One of the most famous abortionists of the time was Madame Restell who practiced in New York City during the mid-1800s. British born as Ann Trow, she moved to New York City in 1831, joined her husband in his business of creating concoctions that prevented conception and induced abortion, and became Madame Restell according to Overtime, Restell amassed a fortune of over $1.5 million from practicing abortion and operated out her Fifth Avenue Townhouse, according to New York Magazine. In 1847, she was arrested and tried for accusations of performing an abortion and served a year in jail. By the late 1870s, the pursuit for Restell to cease offering (and cashing in on) abortions intensified, as the moral organization New York Society for the Suppression of Vice came to power. The leader of the organization, Andrew Comstack, posed as a man who impregnated his mistress, and tricked Restell into selling him an abortifacient. Awaiting trial, Restell committed suicide.
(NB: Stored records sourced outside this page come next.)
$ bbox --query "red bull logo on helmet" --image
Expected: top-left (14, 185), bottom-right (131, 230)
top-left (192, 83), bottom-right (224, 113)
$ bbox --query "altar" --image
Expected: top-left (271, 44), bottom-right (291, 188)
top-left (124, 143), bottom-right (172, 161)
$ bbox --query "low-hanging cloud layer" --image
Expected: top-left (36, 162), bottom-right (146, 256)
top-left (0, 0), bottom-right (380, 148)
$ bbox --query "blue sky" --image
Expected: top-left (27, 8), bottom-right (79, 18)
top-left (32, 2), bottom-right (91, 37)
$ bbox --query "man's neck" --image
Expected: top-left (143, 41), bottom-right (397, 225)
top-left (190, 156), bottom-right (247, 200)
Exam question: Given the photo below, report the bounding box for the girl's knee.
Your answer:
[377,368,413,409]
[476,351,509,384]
3. The Crack Down—1930s and 1940s

Abortion began to move from private offices and homes, to clinics and hospitals, marking a new turn in the practice of abortion, according to When Abortion Was a Crime: Women, Medicine, and Law in the United States, 1867-1973Yet, strict regulatory methods to control abortion were introduced by the 1940s and continued until 1973. Many doctors and nurses were jailed for performing abortions or running clinics.
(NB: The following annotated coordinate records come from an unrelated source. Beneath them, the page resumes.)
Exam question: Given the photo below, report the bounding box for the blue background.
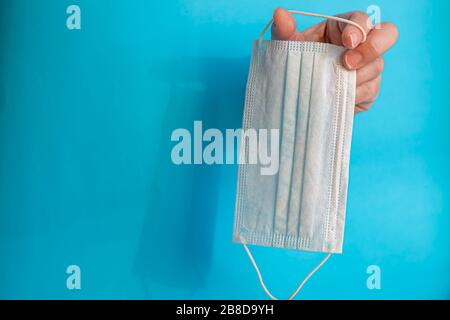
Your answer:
[0,0,450,299]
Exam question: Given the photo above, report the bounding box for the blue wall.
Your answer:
[0,0,450,299]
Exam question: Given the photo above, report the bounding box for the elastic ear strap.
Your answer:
[239,237,331,300]
[258,10,367,43]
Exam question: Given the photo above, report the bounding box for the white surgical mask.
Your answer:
[233,11,366,299]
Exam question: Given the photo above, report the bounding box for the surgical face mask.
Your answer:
[233,11,366,299]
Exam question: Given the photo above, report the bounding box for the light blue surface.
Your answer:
[0,0,450,299]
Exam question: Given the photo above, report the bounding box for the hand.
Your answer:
[272,8,398,113]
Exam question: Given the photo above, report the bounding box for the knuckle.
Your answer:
[375,57,384,74]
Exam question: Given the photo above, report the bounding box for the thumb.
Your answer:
[272,8,296,40]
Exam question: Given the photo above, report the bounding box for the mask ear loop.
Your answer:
[258,10,367,45]
[239,236,331,300]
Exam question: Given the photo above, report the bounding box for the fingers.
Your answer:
[343,22,398,70]
[355,75,381,110]
[272,8,296,40]
[340,11,373,49]
[356,57,384,86]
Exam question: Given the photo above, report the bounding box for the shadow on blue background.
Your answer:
[0,0,450,299]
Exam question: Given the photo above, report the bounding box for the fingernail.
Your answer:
[344,50,363,69]
[349,32,358,49]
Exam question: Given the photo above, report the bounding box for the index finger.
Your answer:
[343,22,398,70]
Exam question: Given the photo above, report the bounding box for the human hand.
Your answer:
[272,8,398,113]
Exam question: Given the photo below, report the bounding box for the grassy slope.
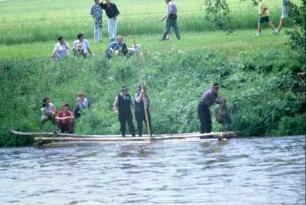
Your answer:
[0,0,298,44]
[0,29,287,59]
[0,0,301,145]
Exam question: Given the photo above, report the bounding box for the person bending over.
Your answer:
[55,103,74,133]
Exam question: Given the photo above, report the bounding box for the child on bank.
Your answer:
[256,0,278,36]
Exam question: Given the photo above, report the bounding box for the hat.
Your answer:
[120,85,129,91]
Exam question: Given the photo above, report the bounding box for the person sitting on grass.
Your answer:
[73,92,88,118]
[105,35,130,59]
[41,97,55,124]
[256,0,278,36]
[55,103,74,133]
[51,36,69,60]
[73,33,93,58]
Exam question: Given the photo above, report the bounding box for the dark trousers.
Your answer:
[162,17,181,40]
[73,106,81,119]
[119,113,135,137]
[135,112,152,137]
[198,104,212,133]
[57,121,74,133]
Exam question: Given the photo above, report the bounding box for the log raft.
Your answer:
[10,130,238,146]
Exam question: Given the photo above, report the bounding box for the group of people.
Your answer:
[256,0,289,36]
[51,33,94,60]
[113,85,152,137]
[41,83,224,137]
[41,92,89,133]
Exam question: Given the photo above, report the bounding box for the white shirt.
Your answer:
[73,39,89,54]
[53,42,69,59]
[41,102,54,119]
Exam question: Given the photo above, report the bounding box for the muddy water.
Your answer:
[0,136,305,205]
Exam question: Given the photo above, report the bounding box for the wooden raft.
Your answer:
[10,130,238,145]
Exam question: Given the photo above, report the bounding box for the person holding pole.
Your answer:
[100,0,120,41]
[135,85,152,137]
[90,0,102,42]
[277,0,289,32]
[160,0,181,40]
[198,83,220,133]
[113,85,135,137]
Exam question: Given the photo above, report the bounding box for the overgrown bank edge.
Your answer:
[0,49,305,146]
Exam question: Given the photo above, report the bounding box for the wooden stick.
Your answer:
[131,23,152,137]
[34,133,234,142]
[10,130,238,140]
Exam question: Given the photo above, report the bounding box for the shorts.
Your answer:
[281,6,289,19]
[258,16,271,24]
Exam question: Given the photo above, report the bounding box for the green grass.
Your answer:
[0,0,305,146]
[0,28,288,59]
[0,0,298,44]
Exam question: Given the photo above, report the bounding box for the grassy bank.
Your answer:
[0,32,305,146]
[0,0,298,44]
[0,0,305,146]
[0,29,288,60]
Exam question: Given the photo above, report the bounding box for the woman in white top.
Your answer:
[52,36,69,60]
[73,33,93,58]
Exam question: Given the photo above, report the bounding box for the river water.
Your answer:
[0,136,305,205]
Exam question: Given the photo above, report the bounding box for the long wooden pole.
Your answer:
[131,23,152,138]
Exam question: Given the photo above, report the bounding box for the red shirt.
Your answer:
[57,111,74,124]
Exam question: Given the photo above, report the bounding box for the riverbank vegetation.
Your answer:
[0,0,305,146]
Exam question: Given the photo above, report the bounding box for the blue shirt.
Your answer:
[90,4,102,19]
Pictured above is a doctor and a nurse who were arrested for performing abortions in New Jersey in 1936.

4. The Landmark—1973

Roe v. Wade became one of the most controversial Supreme Court decisions to date when the court ruled that it was unconstitutional for a state to ban abortions during the first trimester of pregnancy (additional rulings are outlined for second and third trimesters), as it infringed on a woman's constitutional right to privacy, according to The Roe v. Wade case was brought to court on behalf of Norma McCorvey who went by the pseudonym "Jane Roe," in which she challenged the abortion laws in Texas. McCorvey's appeal made it to the Supreme Court in 1973. Represented by Sarah Weddington, they argued that the state law infringed on a women's right to privacy.

5. The Clinic Violence—1990s

Abortion clinics, including Planned Parenthood, experienced a string of attacks throughout the '90s. In December of 1994, a gunman killed two people in a Brookline, Massachusetts clinic, according to The New York Times. In July of 1994, Reverend Paul Jennings Hill killed Dr. John Britton and clinic escort, James Barret (scene pictured above), according to The Washington Post. In the late '90s, abortion clinics from Montana, Florida, and New Hampshire were bombed and set on fire as the abortion debate continued.

6. The Fillibuster—2013

According to The Guttmacher Institute, more abortion restrictions were enacted between 2011 and 2013 than in the entire previous decade, making the past 12 months a rough year for abortion rights. However, it was also the year the U.S. witnessed a filibuster fought in pink sneakers. In June, State Senator Wendy Davis (D) held an 11-hour filibuster against Texas bill HB2. The legislation, which was eventually signed into law by Governor Rick Perry (R), placed harsh restrictions on providers and banned abortions after 20 weeks of pregnancy. As a result, one-third of the abortion clinics in the state shut their doors when the law was enacted in November 2013. Several states including North Dakota, Ohio, North Carolina, and Michigan also enacted anti-abortion laws in the past year.